The two New England natives who founded Portland both vied for the bragging rights of naming the 640-acre locale after their respective hometowns. Pioneers Asa Lovejoy (of Boston) and Francis Pettygrove (from Portland, Maine) split the site’s land claim and settled the decision on a coin toss.
Pettygrove won the best two-out-of-three coin toss in the parlor of the Francis Ermatinger House in Oregon City and the rest is history. Portland was incorporated in 1849, and the copper one-cent piece, minted in 1835 and now dubbed the Portland Penny, is on display at the Oregon Historical Society Museum.
Wilbur Wright gained the chance to make history when he won a coin toss against brother Orville in their camp at Kill Devil Hills, North Carolina, in 1903. Wilbur bested his brother in the coin toss for the first crack at flying on December 14, but in a twist of fate, Wilbur stalled the flyer in his first attempt, diving the flyer into the sand. Three days later, after repairs, Orville was the first to get the contraption airborne at 10:30 on December 17th, 1903.
Perhaps the most historic coin flip in Apopka history took place today at City Hall when Commissioner Doug Bankson was named Vice Mayor at the Apopka City Council meeting after winning a coin-flip against Commissioner Kyle Becker by Mayor Bryan Nelson. The Council then followed the advice of the coin and voted 5-0 on a motion to install Bankson into the post. He succeeds Commissioner Billie Dean who retired after 24 years on the City Council.
Here’s how we got to this historic coin flip…
According to the Apopka City Charter, the City Commissioner with the most seniority on the Council is named Vice Mayor.
However, in the case of this City Commission, Bankson and Becker have equal seniority (two years in office). Nelson explained that because of the tie, the Council would have to vote to decide on the position. Nelson then turned to Becker for his thoughts.
“I’m certainly not going to lobby for it,” Becker said. “I think it’s a position that obviously both Commissioner Bankson and I would enjoy having and would take serious ownership of if we were lucky enough to have that title, but I’m not going to campaign for it… so I’ll let it be the will of the Council.”
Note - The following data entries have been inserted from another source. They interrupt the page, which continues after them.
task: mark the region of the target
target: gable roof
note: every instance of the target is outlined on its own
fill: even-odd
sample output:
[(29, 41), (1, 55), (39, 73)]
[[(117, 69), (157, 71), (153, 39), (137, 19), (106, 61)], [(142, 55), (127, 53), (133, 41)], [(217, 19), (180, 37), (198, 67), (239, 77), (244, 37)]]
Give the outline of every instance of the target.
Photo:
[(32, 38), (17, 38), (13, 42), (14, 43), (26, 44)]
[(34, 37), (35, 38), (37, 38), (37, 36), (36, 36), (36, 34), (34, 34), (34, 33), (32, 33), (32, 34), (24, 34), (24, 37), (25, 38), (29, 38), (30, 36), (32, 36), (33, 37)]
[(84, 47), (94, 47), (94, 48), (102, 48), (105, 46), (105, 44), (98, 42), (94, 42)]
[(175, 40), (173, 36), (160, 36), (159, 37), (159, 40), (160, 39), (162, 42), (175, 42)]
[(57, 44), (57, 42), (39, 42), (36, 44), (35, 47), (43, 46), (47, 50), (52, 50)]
For a moment, the Council was silent.
“Does the Council wish to put it off two weeks? Nelson asked. “What’s your pleasure?”
“Do either of you want to volunteer and we can put it to a motion?” Commissioner Alice Nolan asked. “Or should we just draw straws?”
The Council remained silent again, and then Nelson pulled a coin from his pocket, a 1974 American Quarter to be exact, flipped it into the air, and caught it.
“Heads or tails?” Nelson asked, looking in Becker’s direction.
“Tails,” Becker responded.
“Heads,” he said looking at Bankson.
After the coin flip, Nolan made a motion that Bankson be installed as Vice Mayor and Commissioner Alexander H. Smith seconded the motion, which passed 5-0.
Not exactly a Lincoln-Douglas debate moment, but Bankson was pleased with the civility of the deliberation.